Paul’s point is that Abraham’s descendants have been too myopic to see the grandness of the scale involved. Abraham was called to be the father of those from sundry peoples and nations who share in his faith. A move Paul makes here is quite startling: In elaborating this “righteousness of faith” — how in Abraham’s case faith was reckoned to him as righteousness — Paul puts Abraham and Abraham’s faith in the same categories as those who accept the Christ story today:

“[Righteousness] will be reckoned to us who believe in him who raised Jesus our Lord from the dead, who was handed over to death for our trespasses and was raised for our justification” (4:24–25).

Essentially, in Jesus the covenant has been renewed and opened up. Now, Gentiles are invited to be part of the elect people of God.

Although it is important to remember that chapter and verse numbers in the text were added later, we reach a helpful stopping point at the end of Chapter 4. Paul is saying that the God of Israel is the God who raised Jesus from the dead. The God of Abraham is the God of Jesus Christ.

Paul continues that God has been at work doing a singular work since Abraham, and now, as seen in the display of God’s works and power since the day of Pentecost, this promise and work are extending to all the nations and peoples of the world. Such reasoning calls into question the privileging that may be attributed to being the “people of the promise” or God’s “chosen people.”

As indicative of Christ’s reign, Paul suggests that the basic trait, the one nonnegotiable, of being part of God’s new reign is being children of Abraham — namely, those who believe and trust in the God of Abraham, Isaac, and Jacob, this God who has raised Jesus from the dead.

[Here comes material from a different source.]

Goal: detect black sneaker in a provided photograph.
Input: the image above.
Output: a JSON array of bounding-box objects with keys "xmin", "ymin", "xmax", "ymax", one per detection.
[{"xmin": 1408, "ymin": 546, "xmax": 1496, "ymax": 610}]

Questions for Further Reflection:

  1. The Lectio writer utilizes the analogy of the “proverbial twist” at the end of a movie to illustrate part of what Paul is doing in Romans 4. What are some of the dimensions of the “twist” that Paul is elaborating to the church in Rome? What were the implications for the people he was writing to, Jew or Gentile? What are the implications for us today?
  2. This chapter challenged the way that early, Christ-following Jews would have thought about faith. What do you read in Romans 4 or in the Lectio that challenges your perception of faith? In what ways might God be calling you to a deeper and freer understanding of this concept?
  3. “What Paul points out here again is that faith is not strictly a mental assent but a relational kind of trust, and the latter grows over time as the relationship matures.” In what ways in your own faith moving from a cognitive affair to a relational trust that shapes the way you live?
  4. Early Jewish readers would have been challenged by the notion that in Christ, the covenant relationship established with Abraham was opened up to include Gentiles. The Lectio writer makes the point, that “Abraham’s descendants have been too myopic to see the grandness of the scale involved.” Similarly, are there ways in which your community of faith reflects a myopic or narrow view of the Gospel?

Author’s Notes

Author’s Note 1

Theologically and historically, there has been a tendency to think that God has to be the only or all-determinate cause in all meaningful action related to salvation, but that trajectory of thinking is in tension with how we think about salvation “on the ground,” for we speak quite casually about actions that are associated with our agency in the way of holiness, such as repenting, forgiving, loving, and the like. Whatever agency we have, it is given by God, and our agency and God’s agency need not be incompatible, given that we are first and foremost God’s creation. In other words, I am trying to make room for the possibility for obeying the command of Jesus to be perfect as our heavenly Father is perfect (Matthew 5:48).